Le masque est-il devenu un élément de séduction ? Voire un accessoire érotique ? Mais aussi : “Quel est son impact dans vos relations amicales et de voisinage”

Christophe Gibout, sociologue. DR.

Pour la première fois en France, “avec mes collègues universitaires de l’Ulco (Université littoral côte d’Opale), des Universités de Paris et Rennes 2 nous lançons une grande enquête nationale portant sur le port du masque pour en comprendre les usages sociaux, spatiaux et culturels”, explique Christophe Gibout, sociologue. “Toute réponse est importante”, avertit l’enquête à laquelle tout le monde peut accéder et qui a déjà été remplie par 456 personnes. “Êtes-vous pour ou contre le port du masque ?” ; “En portiez-vous avant ?” ; “Quelle importance cela avait-il pour vous avant la pandémie ?” “Que pensez-vous quand vous voyez quelqu’un sans masque à l’extérieur ?” Les questions se succèdent. De quoi s’interroger puissamment.

Y compris celles plus étonnantes sur une possible “personnalisation” de son masque ou son association éventuelle avec ses vêtements ; “Est-il devenu un élément de séduction ?” Voire un accessoire érotique ? Mais aussi : “Quel est son impact dans vos relations amicales et de voisinage”, en sachant que la loi jusque-là interdisait tout port de masque et de tissu susceptibles de couvrir le visage… Bref, le questionnaire couvre toute la panoplie du questionnement que pose, aujourd’hui, ce nouvel objet si peu innocent que cela.
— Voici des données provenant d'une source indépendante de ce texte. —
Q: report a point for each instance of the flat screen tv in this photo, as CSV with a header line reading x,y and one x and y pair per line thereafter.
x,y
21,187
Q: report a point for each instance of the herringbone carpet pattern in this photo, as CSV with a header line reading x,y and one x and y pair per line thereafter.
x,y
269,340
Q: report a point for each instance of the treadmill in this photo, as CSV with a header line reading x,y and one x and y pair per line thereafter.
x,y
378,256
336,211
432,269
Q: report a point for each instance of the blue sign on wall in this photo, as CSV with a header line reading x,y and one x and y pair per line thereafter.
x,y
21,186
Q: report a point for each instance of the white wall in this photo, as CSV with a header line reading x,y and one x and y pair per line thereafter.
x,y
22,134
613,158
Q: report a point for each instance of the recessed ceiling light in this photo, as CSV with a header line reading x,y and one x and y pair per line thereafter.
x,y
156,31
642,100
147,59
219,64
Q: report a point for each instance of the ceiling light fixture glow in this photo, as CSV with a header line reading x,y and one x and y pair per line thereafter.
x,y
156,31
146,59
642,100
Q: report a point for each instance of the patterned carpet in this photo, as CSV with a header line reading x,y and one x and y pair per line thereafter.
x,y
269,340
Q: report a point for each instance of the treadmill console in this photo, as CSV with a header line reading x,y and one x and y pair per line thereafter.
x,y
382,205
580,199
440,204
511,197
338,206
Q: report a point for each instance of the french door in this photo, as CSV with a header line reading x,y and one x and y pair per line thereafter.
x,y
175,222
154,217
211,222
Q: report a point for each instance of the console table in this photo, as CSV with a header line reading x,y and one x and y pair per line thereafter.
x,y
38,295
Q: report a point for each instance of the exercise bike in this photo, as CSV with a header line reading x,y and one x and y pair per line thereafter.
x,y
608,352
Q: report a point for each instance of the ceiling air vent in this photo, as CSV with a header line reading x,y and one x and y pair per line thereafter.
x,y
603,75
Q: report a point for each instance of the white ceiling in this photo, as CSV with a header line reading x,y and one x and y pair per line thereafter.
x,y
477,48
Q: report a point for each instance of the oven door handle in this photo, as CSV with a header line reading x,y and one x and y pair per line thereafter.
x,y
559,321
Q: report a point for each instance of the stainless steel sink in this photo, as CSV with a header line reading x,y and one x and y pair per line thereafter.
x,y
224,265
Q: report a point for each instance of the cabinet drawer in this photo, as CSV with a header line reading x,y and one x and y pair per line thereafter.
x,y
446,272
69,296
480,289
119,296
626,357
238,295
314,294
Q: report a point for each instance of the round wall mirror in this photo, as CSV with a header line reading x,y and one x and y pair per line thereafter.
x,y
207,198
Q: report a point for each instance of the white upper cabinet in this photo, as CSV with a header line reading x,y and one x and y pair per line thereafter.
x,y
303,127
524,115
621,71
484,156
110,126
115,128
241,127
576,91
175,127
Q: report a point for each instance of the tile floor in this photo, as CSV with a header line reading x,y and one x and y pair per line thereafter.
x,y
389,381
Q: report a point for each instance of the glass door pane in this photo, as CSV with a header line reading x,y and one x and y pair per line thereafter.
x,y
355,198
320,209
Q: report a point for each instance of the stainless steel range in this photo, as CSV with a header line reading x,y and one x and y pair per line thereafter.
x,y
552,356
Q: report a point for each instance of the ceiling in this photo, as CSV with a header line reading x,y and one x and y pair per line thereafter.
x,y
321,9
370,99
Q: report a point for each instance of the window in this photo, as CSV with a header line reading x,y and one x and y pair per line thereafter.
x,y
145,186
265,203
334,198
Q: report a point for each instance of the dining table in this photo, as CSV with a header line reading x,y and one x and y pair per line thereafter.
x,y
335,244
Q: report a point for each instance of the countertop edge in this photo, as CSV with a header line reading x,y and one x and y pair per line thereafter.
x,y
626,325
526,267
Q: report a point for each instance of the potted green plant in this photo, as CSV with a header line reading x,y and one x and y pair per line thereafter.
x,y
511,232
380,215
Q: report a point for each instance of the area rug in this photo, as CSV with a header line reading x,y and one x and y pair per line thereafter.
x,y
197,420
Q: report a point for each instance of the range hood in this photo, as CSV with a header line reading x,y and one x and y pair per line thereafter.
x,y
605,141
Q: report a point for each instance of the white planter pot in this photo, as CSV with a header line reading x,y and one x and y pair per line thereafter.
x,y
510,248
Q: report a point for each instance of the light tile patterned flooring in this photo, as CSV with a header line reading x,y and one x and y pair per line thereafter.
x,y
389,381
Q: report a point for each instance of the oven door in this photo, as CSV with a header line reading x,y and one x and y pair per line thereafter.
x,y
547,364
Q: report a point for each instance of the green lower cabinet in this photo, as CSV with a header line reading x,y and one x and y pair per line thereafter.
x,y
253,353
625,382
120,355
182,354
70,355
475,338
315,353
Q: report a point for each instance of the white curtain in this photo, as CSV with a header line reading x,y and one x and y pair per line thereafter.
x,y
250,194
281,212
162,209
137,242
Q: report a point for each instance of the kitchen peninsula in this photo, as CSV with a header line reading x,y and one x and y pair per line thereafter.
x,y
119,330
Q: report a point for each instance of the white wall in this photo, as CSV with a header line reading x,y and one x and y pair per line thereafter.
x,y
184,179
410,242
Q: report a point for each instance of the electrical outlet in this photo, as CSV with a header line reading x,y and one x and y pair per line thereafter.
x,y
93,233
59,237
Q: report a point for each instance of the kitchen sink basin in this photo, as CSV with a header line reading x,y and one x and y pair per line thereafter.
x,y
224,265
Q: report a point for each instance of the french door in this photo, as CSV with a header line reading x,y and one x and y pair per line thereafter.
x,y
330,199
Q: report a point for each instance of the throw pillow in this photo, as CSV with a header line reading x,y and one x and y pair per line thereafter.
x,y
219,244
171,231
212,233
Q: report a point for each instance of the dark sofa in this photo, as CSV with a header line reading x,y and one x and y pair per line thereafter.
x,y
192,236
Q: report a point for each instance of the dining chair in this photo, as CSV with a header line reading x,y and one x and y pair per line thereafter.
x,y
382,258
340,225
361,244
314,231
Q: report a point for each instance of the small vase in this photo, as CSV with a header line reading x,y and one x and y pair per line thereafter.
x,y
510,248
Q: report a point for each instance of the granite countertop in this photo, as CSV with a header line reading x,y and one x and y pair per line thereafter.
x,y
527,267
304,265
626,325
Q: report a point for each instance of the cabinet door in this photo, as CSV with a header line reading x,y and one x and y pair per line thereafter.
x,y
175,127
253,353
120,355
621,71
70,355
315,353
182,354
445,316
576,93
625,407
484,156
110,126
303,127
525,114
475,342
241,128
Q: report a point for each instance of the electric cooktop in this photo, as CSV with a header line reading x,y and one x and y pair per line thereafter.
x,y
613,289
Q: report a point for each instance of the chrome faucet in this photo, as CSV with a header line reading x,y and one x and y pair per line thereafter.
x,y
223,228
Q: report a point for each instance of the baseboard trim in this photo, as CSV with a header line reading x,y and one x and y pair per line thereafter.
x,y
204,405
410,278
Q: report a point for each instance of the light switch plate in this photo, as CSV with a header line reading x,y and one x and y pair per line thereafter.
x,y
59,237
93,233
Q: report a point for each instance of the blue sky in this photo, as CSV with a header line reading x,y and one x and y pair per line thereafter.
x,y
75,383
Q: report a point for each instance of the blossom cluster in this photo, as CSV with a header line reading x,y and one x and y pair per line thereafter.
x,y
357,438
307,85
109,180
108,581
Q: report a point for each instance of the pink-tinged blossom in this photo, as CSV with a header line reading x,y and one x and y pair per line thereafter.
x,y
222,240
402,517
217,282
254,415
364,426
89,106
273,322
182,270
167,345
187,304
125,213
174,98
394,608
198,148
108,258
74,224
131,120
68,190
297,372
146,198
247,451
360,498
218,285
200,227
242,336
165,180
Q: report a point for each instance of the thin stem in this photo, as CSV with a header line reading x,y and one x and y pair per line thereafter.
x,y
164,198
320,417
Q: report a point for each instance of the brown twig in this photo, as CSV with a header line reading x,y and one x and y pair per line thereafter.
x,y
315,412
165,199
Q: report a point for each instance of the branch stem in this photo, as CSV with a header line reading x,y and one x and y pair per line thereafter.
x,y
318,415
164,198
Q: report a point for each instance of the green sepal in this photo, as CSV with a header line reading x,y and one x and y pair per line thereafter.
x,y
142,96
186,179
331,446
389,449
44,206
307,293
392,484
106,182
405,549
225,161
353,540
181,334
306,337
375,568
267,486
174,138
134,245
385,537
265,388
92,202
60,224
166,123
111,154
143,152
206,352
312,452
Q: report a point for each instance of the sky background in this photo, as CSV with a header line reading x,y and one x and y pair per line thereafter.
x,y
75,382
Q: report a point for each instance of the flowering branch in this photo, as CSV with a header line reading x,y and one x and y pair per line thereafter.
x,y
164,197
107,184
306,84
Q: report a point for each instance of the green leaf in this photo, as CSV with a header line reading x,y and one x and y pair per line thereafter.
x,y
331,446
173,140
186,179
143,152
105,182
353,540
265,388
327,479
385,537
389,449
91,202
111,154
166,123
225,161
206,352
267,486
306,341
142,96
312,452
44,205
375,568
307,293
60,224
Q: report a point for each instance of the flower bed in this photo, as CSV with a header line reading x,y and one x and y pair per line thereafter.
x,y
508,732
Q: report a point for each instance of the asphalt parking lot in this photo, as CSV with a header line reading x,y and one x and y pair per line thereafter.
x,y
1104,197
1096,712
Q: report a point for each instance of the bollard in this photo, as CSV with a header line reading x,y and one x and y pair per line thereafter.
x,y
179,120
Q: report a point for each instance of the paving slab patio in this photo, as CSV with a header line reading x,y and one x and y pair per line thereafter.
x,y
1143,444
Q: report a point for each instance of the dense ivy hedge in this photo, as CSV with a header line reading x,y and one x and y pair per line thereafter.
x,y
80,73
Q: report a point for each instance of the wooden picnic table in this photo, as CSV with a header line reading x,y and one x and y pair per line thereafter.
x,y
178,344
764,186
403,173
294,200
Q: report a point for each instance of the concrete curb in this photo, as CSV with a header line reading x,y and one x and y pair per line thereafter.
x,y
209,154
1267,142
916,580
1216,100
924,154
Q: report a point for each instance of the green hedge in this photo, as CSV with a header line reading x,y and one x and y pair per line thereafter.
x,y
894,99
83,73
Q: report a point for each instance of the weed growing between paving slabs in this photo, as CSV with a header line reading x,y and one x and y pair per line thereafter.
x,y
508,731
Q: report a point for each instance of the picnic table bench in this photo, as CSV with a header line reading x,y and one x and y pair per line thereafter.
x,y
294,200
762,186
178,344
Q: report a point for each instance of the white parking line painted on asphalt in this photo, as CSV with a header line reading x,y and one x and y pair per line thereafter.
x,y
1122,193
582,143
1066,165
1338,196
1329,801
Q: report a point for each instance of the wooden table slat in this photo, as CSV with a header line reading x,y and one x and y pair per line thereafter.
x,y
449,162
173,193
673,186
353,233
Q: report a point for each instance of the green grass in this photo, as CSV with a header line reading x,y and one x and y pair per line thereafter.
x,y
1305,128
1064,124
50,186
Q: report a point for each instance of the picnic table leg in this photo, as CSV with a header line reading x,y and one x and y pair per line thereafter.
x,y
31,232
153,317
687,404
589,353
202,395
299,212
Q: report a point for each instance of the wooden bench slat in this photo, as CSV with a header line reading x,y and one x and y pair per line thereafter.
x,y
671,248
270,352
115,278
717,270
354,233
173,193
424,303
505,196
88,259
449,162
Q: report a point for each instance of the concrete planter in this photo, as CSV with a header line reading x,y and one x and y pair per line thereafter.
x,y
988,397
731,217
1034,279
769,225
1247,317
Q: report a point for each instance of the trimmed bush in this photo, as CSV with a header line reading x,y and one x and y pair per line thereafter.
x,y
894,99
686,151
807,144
Marqueur de différences sociales et culturelles

Premières observations, à confirmer : d’apparence banale, le masque pourrait être, lui aussi, un marqueur de différences sociales et culturelles. “Dans les catégories sociales populaires, énonce Christophe Gibout, il semble que globalement on porte moins le masque. D’abord parce que en acheter représente un coût non négligeable, surtout pour les familles nombreuses. Il y a aussi sans doute un septicisme plus fort vis-à-vis de l’autorité et du discours savant.” Même s’il y a un distinction générationnelle.

Les ados, plus disciplinés, peuvent se sentir émancipés et dire qu’ils ne sont, au moins sur ce point, plus des enfants…” 

Christophe Gibout, sociologue
Masque chirurgical. Ph. O.SC.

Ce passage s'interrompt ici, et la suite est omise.